The World Health Organisation have a team of experts from their Global Outbreak Alert and Response Network working in the area. WHO Country Director Dr. Lamine Sarr warned of the desperate need for assistance to combat the outbreak. Gabon has now closed its border to try to isolate the infection.

Many people in the area cross the border to obtain food. The government has requested help from the World Food Programme of the United Nations. The food situation is the area is already very difficult as a result of an influx of some 60,000 people trying to escape continuing fighting and unrest in the Pool area of Congo. The International Federation of Red Cross and Red Crescent Societies is also active in the area.
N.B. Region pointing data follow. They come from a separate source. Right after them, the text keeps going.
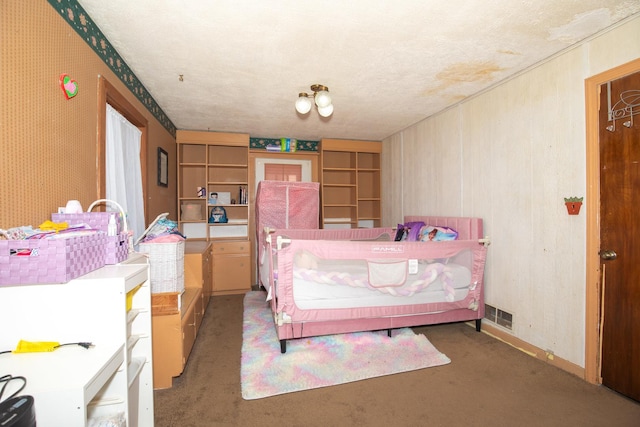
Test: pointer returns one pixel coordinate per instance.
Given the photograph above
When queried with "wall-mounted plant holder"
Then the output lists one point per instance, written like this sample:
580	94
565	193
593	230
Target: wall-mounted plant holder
573	205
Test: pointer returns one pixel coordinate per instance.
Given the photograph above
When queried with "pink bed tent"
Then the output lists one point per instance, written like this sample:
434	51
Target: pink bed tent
284	204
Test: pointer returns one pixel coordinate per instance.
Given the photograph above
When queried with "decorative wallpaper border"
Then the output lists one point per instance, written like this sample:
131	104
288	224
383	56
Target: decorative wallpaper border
80	21
261	144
With no treatment for Ebola , the only course of action available is isolation of the patients and protection of the clinical personnel caring for them. This is extremely difficult to carry out in desperately poor countries such as Congo. The highly infectious Ebola is presently confined to countries of sub-Saharan Africa, which have no adequate health care infrastructure and many of which are wracked with ongoing civil conflicts.

In spite of the deadly nature of the disease and the fear it generates, there has been little serious research into its causes or cure. The American Centres for Disease Control explain that as well as there being no cure or vaccination programme, work still needs to be carried out to be able to diagnose the disease more quickly. Little is understood about how the virus is transmitted and how it specifically affects the bodies of those infected. It is still not known what the animal host is that serves as a reservoir of the disease, which would at least enable people to avoid it.